Dokumentation über Hochschulen in der NS-Zeit an Jerusalemer Holocaust-Gedenkstätte übergeben

12.12.2013

Dr. Haim Gertner, Archivdirektor von Yad Vashem, und Prof. Dr. Gerhard Simonsohn im Goldenen Saal im Präsidium der Freien Universität.

Dr. Haim Gertner, Archivdirektor von Yad Vashem, und Prof. Dr. Gerhard Simonsohn im Goldenen Saal im Präsidium der Freien Universität.
Bildquelle: Bernd Wannenmacher

(v.l.n.r.): Prof. Dr. Jürgen Renn, Direktor des MPI für Wissenschaftsgeschichte, Prof. Hanoch Gutfreund, ehemaliger Präsident der Hebrew University Jerusalem, Dr. Haim Gertner, Archivdirektor von Yad Vashem und Prof. Dr. Gerhard Simonsohn.

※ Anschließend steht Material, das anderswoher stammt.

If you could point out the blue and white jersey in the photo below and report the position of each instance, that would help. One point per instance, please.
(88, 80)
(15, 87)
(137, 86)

(v.l.n.r.): Prof. Dr. Jürgen Renn, Direktor des MPI für Wissenschaftsgeschichte, Prof. Hanoch Gutfreund, ehemaliger Präsident der Hebrew University Jerusalem, Dr. Haim Gertner, Archivdirektor von Yad Vashem und Prof. Dr. Gerhard Simonsohn.
Bildquelle: Bernd Wannenmacher

Es war ein Aufruf zum Boykott jüdischer Professoren: Im April 1933 begann der nationalsozialistische Studentenbund, an Berliner Hochschulen vor dem Besuch bestimmter Seminare zu warnen. Damit sollte, wie es damals im Völkischen Beobachter hieß, der „fast vollständigen Verjudung der deutschen Hochschulen“ entgegengewirkt werden. Der ehemalige Physikprofessor Gerhard Simonsohn von der Freien Universität hat in den späten 1980er Jahren hierzu recherchiert. Seine Dokumentation historischer Quellen hat er kürzlich bei einem Treffen in Dahlem Vertretern der Jerusalemer Forschungs- und Gedenkstätte Yad Vashem übergeben.

„Ziel der Dokumentation war es, den Hintergrund der damaligen Ereignisse und das Zwiespältige des Geschehens zu verdeutlichen“, sagte Gerhard Simonsohn. Der Physikprofessor, der mittlerweile im Ruhestand ist, freute sich, dass die Arbeit, die mehr als 20 Jahre in der Physik-Bibliothek geschlummert hatte, wieder ans Licht kommt. Simonsohn hat die Sammlung, die viele Ausschnitte aus jüdischen Zeitungen umfasst, mit einem Mitarbeiter von 1987 an gemeinsam verantwortet. Die Dokumentation war ein Beitrag des Fachbereichs Physik zur 750-Jahr-Feier der Stadt Berlin im Jahr 1987.

Kapitel deutscher Hochschulgeschichte

Das Erstarken der nationalsozialistischen Hochschulgruppen und die Reaktionen aus der Wissenschaft nach der Reichstagswahl 1933 sind im ersten Teil dokumentiert: Namentlich bekundeten beispielsweise 87 Hochschullehrer von deutschen Universitäten in einer Anzeige Hitler ihre Sympathie, während vom jungen Physiker Werner Heisenberg überliefert ist, dass er eine Rede bei einer wissenschaftlichen Feier zu Ehren Hitlers verweigert habe.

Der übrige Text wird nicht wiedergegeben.